La violazione di questo obbligo, dice De Luca, “comporta il rischio che sia imputata al datore di lavoro la responsabilità, in questo caso, di un eventuale contagio e della diffusione dello stesso. Potrebbe essere pertanto chiamato a risarcire il lavoratore per l’eventuale danno patito e a rispondere dei reati che danno origine alla responsabilità amministrativa della società”.
Secondo Vittorio De Luca dello Studio De Luca & Partners: «Sino a quando non sarà cessata l’emergenza covid-19, il datore di lavoro non è totalmente libero di decidere se ricorrere o meno al lavoro agile.
Così anche InHouse Community riprende il commento di Vittorio De Luca.
In piena emergenza coronavirus molte aziende sono state improvvisamente costrette a cercare e ad adottare alternative al normale svolgimento dell’attività lavorativa. Da un giorno all’altro hanno dovuto ripensare e riorganizzare il lavoro e rivalutare il lavoro agile. Ma cosa succede a tutte quelle aziende che non hanno voluto o potuto adottare questo nuovo approccio al lavoro?

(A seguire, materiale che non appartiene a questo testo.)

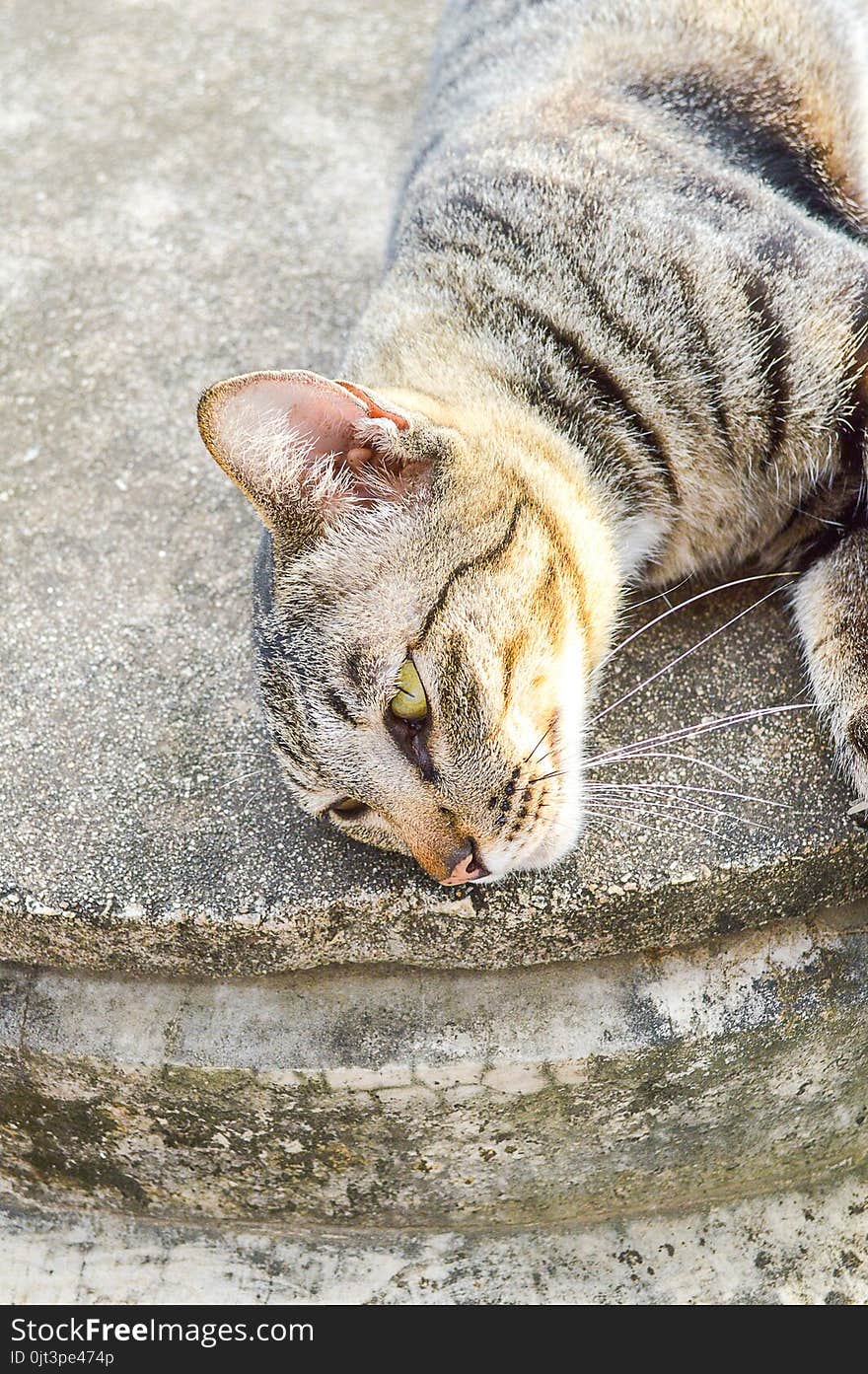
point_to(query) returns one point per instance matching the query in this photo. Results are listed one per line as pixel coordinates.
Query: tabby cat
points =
(621, 338)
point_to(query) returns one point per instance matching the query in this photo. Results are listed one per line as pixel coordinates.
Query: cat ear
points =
(296, 440)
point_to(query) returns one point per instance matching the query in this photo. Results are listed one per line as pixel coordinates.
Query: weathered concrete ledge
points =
(574, 1093)
(794, 1248)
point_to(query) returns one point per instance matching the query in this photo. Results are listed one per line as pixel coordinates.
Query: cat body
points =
(621, 336)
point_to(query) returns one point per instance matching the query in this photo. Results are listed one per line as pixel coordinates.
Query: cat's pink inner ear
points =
(316, 412)
(296, 436)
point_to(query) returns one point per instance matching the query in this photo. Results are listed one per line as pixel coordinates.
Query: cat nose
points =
(466, 866)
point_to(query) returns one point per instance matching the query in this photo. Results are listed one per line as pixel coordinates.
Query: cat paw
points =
(854, 748)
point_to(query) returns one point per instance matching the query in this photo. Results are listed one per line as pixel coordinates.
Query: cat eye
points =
(347, 807)
(409, 702)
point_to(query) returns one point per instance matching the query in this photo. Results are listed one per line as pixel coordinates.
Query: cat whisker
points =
(688, 810)
(691, 601)
(616, 815)
(685, 786)
(692, 731)
(687, 653)
(689, 759)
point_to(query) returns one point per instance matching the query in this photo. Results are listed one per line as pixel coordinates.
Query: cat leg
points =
(832, 612)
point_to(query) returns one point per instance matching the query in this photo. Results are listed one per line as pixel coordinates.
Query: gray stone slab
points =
(793, 1248)
(419, 1098)
(194, 192)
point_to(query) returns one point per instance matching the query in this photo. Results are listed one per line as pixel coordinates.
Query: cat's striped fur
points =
(622, 335)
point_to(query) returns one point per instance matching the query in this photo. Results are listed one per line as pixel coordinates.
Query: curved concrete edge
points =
(518, 923)
(422, 1100)
(791, 1248)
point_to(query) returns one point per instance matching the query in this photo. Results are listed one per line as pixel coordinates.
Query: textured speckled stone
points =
(562, 1094)
(192, 191)
(791, 1248)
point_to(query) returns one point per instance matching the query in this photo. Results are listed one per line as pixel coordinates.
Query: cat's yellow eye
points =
(409, 702)
(347, 807)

In effetti, il DPCM dell’ 11 marzo, prevede che sia attuato il massimo utilizzo da parte delle imprese di modalità di lavoro agile per le attività che possono essere svolte al proprio domicilio o in modalità a distanza. Occorre poi considerare che sul datore di lavoro incombe un preciso obbligo di protezione della salute psico-fisica del lavoratore che trova la propria fonte nell’art. 2087 cod. civ. L’imprenditore è tenuto ad adottare nell’esercizio dell’impresa le misure che, secondo la particolarità del lavoro, l’esperienza e la tecnica, sono necessarie a tutelare l’integrità fisica e la personalità morale dei prestatori di lavoro. Il datore di lavoro deve, cioè, adottare tutte le misure tassativamente imposte dalla legge in relazione allo specifico tipo di attività esercitata, le misure generiche dettate dalla comune prudenza e tutte le altre misure che, in concreto, si rendano necessarie per la tutela del lavoratore secondo la particolarità del lavoro, dell’esperienza e della tecnica. La violazione di questo obbligo comporta il rischio che sia imputata al datore di lavoro la responsabilità, in questo caso, di un eventuale contagio e della diffusione dello stesso. Il datore di lavoro potrebbe essere pertanto chiamato a risarcire il lavoratore per l’eventuale danno patito e a rispondere dei reati che danno origine alla responsabilità amministrativa della società».